Una leyenda del mundillo sostiene que el primer ministro británico de la época preguntó a Michael Faraday, artífice con Maxwell de la unificación de la electricidad con el magnetismo como una sola fuerza fundamental: “Señor Faraday, ¿y para qué sirve todo esto?”. Faraday le contestó: “No lo sé señor, pero algún día recaudará usted impuestos por ello”. La anécdota es probablemente apócrifa, pero merece ser cierta por lo bien que condensa una observación histórica pertinaz que aún no ha sido asimilada por la generalidad del público. Son los avances en nuestro entendimiento de la naturaleza los que siempre llegan primero y abren un nuevo continente de aplicaciones que nadie había imaginado. Con menos pompa, podemos expresarlo con una perogrullada: que sin ciencia básica no hay nada que aplicar. Para los Gobiernos es irresistible dedicar los recursos a la ciencia aplicada, que puede ofrecer cierta garantía de que los resultados se verán antes de que acabe la legislatura, que es lo que un político entiende por largo plazo. Pero ese automatismo psíquico debe eludirse como el canto de las sirenas, porque es dañino para la ciencia.
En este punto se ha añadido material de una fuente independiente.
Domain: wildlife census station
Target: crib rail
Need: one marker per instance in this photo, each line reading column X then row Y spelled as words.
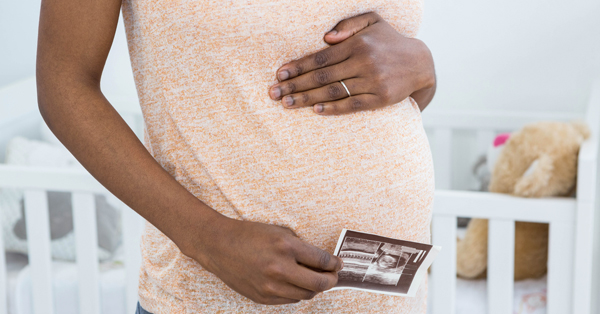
column 35, row 182
column 571, row 220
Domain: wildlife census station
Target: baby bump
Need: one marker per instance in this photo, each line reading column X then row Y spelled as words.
column 370, row 172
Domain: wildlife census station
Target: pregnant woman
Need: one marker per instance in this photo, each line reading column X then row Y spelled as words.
column 264, row 138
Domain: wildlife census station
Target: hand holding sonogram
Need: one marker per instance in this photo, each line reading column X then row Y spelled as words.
column 268, row 264
column 380, row 264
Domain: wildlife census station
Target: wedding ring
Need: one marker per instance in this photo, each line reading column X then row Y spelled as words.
column 346, row 88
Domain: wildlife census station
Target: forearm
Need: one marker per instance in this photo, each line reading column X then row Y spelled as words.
column 93, row 131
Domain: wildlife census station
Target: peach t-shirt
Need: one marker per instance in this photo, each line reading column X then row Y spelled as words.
column 203, row 69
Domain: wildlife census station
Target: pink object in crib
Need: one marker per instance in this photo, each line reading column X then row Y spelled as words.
column 501, row 139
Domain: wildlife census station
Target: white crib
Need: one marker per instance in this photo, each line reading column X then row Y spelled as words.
column 571, row 220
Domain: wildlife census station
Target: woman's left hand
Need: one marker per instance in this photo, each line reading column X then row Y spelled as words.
column 378, row 65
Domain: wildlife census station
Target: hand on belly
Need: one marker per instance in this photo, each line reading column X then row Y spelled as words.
column 370, row 65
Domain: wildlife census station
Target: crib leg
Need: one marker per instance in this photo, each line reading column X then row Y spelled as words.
column 501, row 254
column 560, row 268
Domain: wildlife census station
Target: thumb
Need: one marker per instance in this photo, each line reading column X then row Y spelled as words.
column 348, row 27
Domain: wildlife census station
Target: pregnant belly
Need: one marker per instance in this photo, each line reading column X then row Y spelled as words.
column 369, row 171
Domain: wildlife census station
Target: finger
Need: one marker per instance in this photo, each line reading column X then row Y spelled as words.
column 331, row 92
column 311, row 280
column 349, row 104
column 314, row 79
column 350, row 26
column 292, row 292
column 313, row 256
column 276, row 301
column 317, row 60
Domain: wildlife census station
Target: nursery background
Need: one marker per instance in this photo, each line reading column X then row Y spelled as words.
column 503, row 56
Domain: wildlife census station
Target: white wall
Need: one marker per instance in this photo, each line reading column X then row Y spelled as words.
column 513, row 54
column 18, row 39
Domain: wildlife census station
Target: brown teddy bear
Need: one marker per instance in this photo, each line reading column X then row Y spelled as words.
column 538, row 161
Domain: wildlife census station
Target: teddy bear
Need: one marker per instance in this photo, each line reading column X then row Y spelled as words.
column 540, row 160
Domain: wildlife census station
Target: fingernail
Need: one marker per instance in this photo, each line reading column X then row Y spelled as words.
column 283, row 75
column 288, row 101
column 319, row 108
column 275, row 92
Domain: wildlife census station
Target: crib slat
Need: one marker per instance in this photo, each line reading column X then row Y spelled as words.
column 442, row 158
column 443, row 273
column 132, row 229
column 38, row 242
column 3, row 292
column 560, row 268
column 86, row 241
column 501, row 254
column 485, row 138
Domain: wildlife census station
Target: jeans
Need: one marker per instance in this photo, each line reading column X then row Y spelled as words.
column 140, row 310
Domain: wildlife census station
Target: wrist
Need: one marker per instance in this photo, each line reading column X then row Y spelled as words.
column 206, row 232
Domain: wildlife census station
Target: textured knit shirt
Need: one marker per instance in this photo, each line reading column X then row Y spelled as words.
column 203, row 69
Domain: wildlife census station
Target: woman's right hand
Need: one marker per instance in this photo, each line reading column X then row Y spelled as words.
column 266, row 263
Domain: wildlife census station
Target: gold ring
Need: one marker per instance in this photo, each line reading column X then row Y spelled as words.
column 346, row 88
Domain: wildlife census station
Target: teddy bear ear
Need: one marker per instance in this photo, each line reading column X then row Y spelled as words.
column 582, row 128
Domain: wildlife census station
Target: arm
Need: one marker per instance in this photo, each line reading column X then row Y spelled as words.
column 378, row 65
column 74, row 41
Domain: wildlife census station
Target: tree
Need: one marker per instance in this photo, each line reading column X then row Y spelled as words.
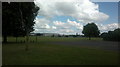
column 91, row 30
column 18, row 18
column 111, row 35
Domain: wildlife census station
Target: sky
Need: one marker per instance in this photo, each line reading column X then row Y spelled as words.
column 64, row 17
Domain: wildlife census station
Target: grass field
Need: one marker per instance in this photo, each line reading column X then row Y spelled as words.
column 45, row 53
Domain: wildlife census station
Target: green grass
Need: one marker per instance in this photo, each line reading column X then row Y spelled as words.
column 44, row 39
column 44, row 53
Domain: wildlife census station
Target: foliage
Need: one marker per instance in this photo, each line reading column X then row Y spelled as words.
column 18, row 18
column 91, row 30
column 112, row 35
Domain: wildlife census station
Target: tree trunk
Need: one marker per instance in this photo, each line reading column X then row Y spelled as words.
column 4, row 39
column 36, row 38
column 27, row 40
column 89, row 38
column 16, row 39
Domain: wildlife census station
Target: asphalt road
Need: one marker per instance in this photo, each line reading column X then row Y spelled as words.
column 106, row 45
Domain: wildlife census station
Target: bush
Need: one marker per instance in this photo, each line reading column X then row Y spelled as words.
column 111, row 35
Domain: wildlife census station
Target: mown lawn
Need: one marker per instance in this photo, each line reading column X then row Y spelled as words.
column 44, row 53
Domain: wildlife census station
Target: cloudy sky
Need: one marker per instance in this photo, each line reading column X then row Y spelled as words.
column 69, row 16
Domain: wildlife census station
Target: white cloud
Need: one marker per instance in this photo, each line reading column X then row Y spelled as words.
column 82, row 10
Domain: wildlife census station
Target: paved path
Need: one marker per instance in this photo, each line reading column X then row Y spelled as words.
column 107, row 45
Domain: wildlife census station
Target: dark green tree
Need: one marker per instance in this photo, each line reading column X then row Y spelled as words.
column 91, row 30
column 111, row 35
column 18, row 18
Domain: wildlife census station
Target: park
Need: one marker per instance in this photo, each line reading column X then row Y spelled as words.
column 21, row 45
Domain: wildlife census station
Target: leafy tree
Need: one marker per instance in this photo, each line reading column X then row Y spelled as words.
column 111, row 35
column 91, row 30
column 18, row 18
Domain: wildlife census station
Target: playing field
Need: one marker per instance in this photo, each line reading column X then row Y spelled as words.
column 60, row 51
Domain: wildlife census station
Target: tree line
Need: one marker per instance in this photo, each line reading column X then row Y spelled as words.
column 18, row 20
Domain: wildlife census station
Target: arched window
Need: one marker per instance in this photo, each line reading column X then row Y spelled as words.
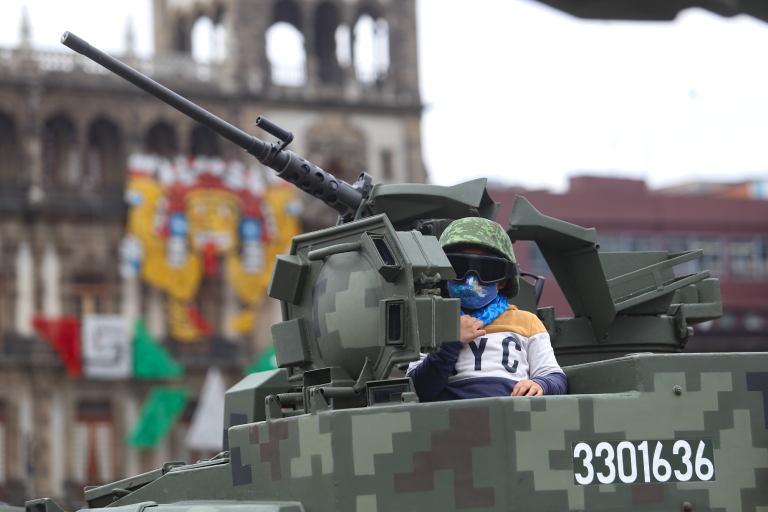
column 161, row 140
column 182, row 41
column 61, row 156
column 326, row 41
column 10, row 162
column 371, row 49
column 205, row 142
column 286, row 50
column 104, row 164
column 209, row 39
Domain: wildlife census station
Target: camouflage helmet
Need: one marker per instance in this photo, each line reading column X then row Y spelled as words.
column 486, row 234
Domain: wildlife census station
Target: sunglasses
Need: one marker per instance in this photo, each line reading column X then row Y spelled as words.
column 489, row 269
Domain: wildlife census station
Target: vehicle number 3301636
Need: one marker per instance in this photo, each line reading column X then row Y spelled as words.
column 608, row 462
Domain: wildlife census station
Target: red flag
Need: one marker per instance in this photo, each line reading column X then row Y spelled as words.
column 198, row 321
column 63, row 333
column 210, row 260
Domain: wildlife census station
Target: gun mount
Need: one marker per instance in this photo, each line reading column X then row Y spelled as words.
column 330, row 430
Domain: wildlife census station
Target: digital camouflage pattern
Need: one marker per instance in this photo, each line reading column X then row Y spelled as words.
column 506, row 453
column 333, row 431
column 482, row 233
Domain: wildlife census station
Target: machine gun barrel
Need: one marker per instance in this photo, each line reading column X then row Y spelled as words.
column 336, row 193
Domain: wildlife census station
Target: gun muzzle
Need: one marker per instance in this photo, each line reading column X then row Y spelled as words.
column 336, row 193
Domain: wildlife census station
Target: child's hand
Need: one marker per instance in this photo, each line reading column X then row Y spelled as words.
column 527, row 388
column 470, row 328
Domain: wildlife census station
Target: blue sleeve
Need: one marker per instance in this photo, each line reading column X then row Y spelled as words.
column 430, row 376
column 553, row 383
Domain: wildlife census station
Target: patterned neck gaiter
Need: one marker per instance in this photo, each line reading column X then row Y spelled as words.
column 473, row 294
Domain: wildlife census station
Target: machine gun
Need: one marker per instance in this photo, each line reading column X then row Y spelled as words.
column 383, row 269
column 331, row 431
column 404, row 205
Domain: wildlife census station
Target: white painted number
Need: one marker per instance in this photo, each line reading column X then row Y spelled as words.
column 658, row 462
column 683, row 477
column 606, row 447
column 643, row 447
column 584, row 447
column 622, row 461
column 631, row 477
column 701, row 461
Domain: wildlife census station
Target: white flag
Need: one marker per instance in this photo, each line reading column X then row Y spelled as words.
column 207, row 427
column 106, row 347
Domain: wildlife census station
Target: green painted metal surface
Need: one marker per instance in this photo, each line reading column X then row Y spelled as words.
column 158, row 414
column 643, row 427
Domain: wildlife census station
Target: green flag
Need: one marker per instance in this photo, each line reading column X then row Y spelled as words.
column 158, row 414
column 264, row 361
column 150, row 359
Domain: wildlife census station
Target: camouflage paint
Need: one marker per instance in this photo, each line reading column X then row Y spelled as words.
column 503, row 453
column 482, row 233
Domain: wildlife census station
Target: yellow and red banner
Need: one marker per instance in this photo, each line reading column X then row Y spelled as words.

Para la básica y para la aplicada.

Todos los investigadores básicos conocen a la perfección ese efecto legislatura que vuelve miopes a los organismos financiadores. Aunque estén trabajando en la evolución del metabolismo central en las bacterias metanógenas, declararán solemnemente que van a curar el cáncer a la hora de rellenar los formularios para pedir pasta. Es su forma moderna de la frase que nunca dijo Faraday.